Here are other foraging safety tips from Robert K. Henderson, author of The Neighborhood Forager: A Guide for the Wild Food Gourmet:
- Do not eat any plant until you've positively identified it by the correct botanical name.
- Know which parts of edible plants are edible and under what conditions. If you don't know for sure, leave it alone.
- Spit the pits. Many fruit pits enclose a poisonous seed (think cyanide), so it's best to spit them out.
- Remember: Any plant is poisonous to people who are allergic to it.
- Always observe the first-try protocol. When you have positively identified a plant and its edible parts, take a small taste and wait to see how your body reacts before diving in. Also, be aware that some plants, which are perfectly fine to consume in reasonable amounts, can cause problems in large quantities.
- Eat wild foods only when they are in season. Know which time of year a plant is edible and eat it only then.
- Be a responsible forager. Be kind to the trees and plants you harvest, leaving behind enough for them to regenerate, as well as enough for the birds and animals that depend on them for survival.

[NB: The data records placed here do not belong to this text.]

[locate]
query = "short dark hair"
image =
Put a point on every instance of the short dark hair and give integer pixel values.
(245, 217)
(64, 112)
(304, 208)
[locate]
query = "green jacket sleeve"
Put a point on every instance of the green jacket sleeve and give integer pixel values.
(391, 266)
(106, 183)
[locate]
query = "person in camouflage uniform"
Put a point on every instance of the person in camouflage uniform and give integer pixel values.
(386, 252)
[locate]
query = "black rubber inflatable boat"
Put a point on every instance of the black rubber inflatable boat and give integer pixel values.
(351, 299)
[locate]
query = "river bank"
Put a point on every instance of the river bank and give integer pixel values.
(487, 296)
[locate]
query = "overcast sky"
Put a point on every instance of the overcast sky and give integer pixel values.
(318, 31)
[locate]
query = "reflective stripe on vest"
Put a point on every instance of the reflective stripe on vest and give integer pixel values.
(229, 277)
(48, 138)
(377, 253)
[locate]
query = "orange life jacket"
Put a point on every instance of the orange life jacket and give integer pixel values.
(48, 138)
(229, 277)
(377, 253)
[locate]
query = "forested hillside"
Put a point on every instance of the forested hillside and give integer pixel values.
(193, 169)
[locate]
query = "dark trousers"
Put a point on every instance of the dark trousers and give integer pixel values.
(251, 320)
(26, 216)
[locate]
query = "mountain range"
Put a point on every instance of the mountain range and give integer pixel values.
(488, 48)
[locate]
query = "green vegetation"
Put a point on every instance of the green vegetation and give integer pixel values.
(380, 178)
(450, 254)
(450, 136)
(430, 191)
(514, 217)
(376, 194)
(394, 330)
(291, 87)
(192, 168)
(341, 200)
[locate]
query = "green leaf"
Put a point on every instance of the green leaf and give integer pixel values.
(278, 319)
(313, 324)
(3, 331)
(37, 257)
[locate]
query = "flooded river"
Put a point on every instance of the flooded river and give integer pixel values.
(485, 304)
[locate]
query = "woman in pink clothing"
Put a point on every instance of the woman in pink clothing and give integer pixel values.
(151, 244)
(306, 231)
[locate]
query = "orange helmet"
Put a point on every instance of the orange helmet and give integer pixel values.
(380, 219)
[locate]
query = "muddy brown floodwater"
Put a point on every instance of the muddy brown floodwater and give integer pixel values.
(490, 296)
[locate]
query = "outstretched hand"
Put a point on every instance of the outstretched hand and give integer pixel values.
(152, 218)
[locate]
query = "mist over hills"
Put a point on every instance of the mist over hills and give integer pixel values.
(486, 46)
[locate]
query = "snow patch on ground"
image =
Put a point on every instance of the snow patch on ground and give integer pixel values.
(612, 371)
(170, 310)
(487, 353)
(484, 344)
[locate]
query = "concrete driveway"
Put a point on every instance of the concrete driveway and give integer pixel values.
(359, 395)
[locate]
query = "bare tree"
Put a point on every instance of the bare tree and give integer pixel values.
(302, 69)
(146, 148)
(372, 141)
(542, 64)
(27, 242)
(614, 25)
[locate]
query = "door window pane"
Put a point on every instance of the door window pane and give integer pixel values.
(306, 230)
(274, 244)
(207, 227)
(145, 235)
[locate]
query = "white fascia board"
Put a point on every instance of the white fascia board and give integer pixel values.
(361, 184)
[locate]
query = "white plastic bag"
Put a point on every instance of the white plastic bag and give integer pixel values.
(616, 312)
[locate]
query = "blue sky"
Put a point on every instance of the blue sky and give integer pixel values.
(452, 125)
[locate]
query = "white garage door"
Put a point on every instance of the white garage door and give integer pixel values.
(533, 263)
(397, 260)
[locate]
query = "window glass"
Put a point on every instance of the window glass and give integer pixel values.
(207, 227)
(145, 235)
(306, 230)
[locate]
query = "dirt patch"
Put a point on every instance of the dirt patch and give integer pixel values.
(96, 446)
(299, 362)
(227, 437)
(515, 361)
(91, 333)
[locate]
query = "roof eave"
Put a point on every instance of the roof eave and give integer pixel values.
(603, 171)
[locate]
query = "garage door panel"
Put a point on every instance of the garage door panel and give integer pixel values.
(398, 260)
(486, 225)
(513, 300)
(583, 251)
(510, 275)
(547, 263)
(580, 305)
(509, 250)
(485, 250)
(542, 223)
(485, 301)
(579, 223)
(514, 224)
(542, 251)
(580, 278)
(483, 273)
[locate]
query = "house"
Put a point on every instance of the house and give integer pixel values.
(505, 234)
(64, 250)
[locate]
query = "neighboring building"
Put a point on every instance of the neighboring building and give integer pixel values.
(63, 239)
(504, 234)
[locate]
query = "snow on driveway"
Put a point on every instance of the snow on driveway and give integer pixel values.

Finding, identifying, collecting and consuming wild foods around southwest New Mexico is an exciting way to add delicious variety to your meals, boost your health, get some exercise and better appreciate your environment. I will never again view land the way I did before I started foraging. As a forager, I have become more deeply connected to nature and have developed a better understanding of where and how my food grows. Enjoy foraging, but do so prudently.
Mary Syrett is a freelance writer and photographer who has written about many subjects over the past 30 years, including foraging from the land. She presently lives in the Research Triangle Park area of North Carolina, where her spouse is a visiting professor.